Posted on April 22, 2011
Boeing decided to move one of its manufacturing plants to South Carolina.

They have already hired a thousand new workers. The new plant is close to completion. The planes were just about ready to get constructed.

Boeing moved its manufacturing plant for a variety of reasons. One was because they were sick and tired of having their production lines shut down by Washington State’s labor union. Another was because South Carolina offered them some nice incentives. Third, the business climate in South Carolina is frankly better than the business climate in Washington.

Boeing is a big business in the United States. Airplane manufacturing is one of our top exports. It is a real job creator.

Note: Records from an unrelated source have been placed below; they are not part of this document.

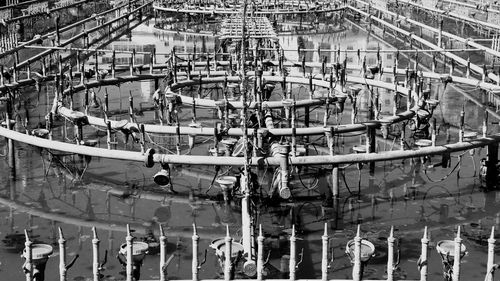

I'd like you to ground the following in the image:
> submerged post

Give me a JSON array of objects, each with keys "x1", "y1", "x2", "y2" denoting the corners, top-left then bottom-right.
[
  {"x1": 452, "y1": 225, "x2": 462, "y2": 281},
  {"x1": 288, "y1": 225, "x2": 297, "y2": 281},
  {"x1": 58, "y1": 227, "x2": 66, "y2": 281},
  {"x1": 352, "y1": 224, "x2": 363, "y2": 281},
  {"x1": 257, "y1": 225, "x2": 264, "y2": 281},
  {"x1": 224, "y1": 225, "x2": 233, "y2": 281},
  {"x1": 160, "y1": 224, "x2": 168, "y2": 281},
  {"x1": 125, "y1": 224, "x2": 134, "y2": 281},
  {"x1": 321, "y1": 223, "x2": 328, "y2": 281},
  {"x1": 191, "y1": 223, "x2": 200, "y2": 281},
  {"x1": 387, "y1": 226, "x2": 396, "y2": 281},
  {"x1": 418, "y1": 226, "x2": 429, "y2": 281},
  {"x1": 23, "y1": 230, "x2": 34, "y2": 281},
  {"x1": 92, "y1": 227, "x2": 101, "y2": 281},
  {"x1": 484, "y1": 226, "x2": 496, "y2": 281}
]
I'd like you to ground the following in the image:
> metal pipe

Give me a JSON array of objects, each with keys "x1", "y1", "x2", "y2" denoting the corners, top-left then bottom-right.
[
  {"x1": 418, "y1": 226, "x2": 429, "y2": 281},
  {"x1": 224, "y1": 225, "x2": 233, "y2": 281},
  {"x1": 352, "y1": 224, "x2": 363, "y2": 281},
  {"x1": 191, "y1": 224, "x2": 200, "y2": 281},
  {"x1": 452, "y1": 225, "x2": 462, "y2": 281},
  {"x1": 288, "y1": 225, "x2": 297, "y2": 281},
  {"x1": 387, "y1": 226, "x2": 396, "y2": 281},
  {"x1": 257, "y1": 225, "x2": 264, "y2": 281},
  {"x1": 125, "y1": 224, "x2": 134, "y2": 281},
  {"x1": 92, "y1": 227, "x2": 101, "y2": 281},
  {"x1": 321, "y1": 222, "x2": 329, "y2": 281}
]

That Boeing decided to locate a plant in another part of the United States rather in another country is a positive thing.

But not to the Obama Administration. The Obama-led National Labor Relations Board told Boeing that it couldn’t move its operations to down south.

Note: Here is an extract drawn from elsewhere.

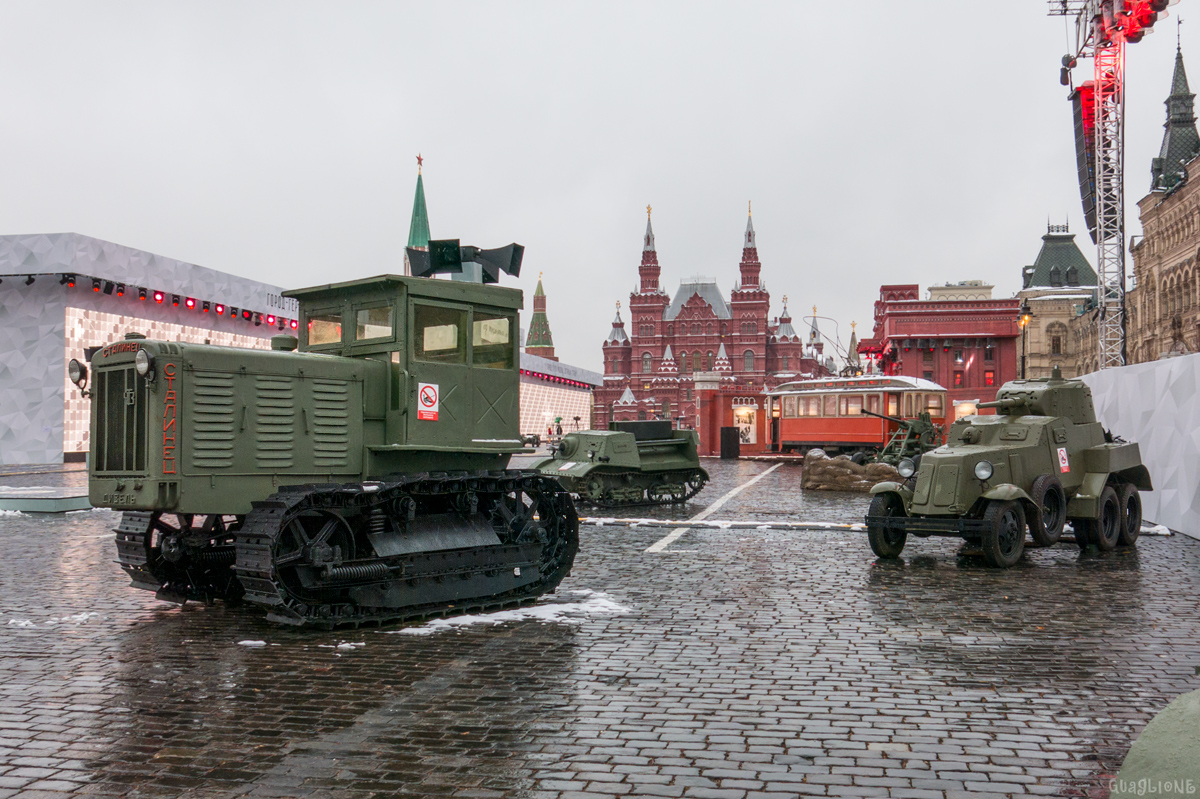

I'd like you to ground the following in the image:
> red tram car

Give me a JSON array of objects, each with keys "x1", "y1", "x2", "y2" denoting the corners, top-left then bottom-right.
[{"x1": 768, "y1": 374, "x2": 947, "y2": 455}]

This is not a joke. Here is what the New York Times said about this: “In what may be the strongest signal yet of the new pro-labor orientation of the National Labor Relations Board under President Obama, the agency filed a complain Wednesday seeking to force Boeing to bring an airplane production line back to its unionized facilities in Washington State instead of moving the work to a non-union plant in South Carolina…It is highly unusual for the federal government to seek to reverse a corporate decision as important as the location of a plant.”

Ya think?

Obviously, the millions and millions of dollars that labor gave to the Obama campaign are starting to pay off. But this goes beyond a simple pay-off for some campaign.

Obama is weighing in what is essentially a regional competition for jobs.

That is a dangerous precedent for the federal government and a stunning intervention in the marketplace.

If companies can’t compete internally for the best place to manufacture their products, they will just move their facilities overseas.

This decision isn’t just bad for South Carolina. It is bad for all Americans.

Labor may be striking back by flexing its political muscle, but the end result will be fewer American jobs.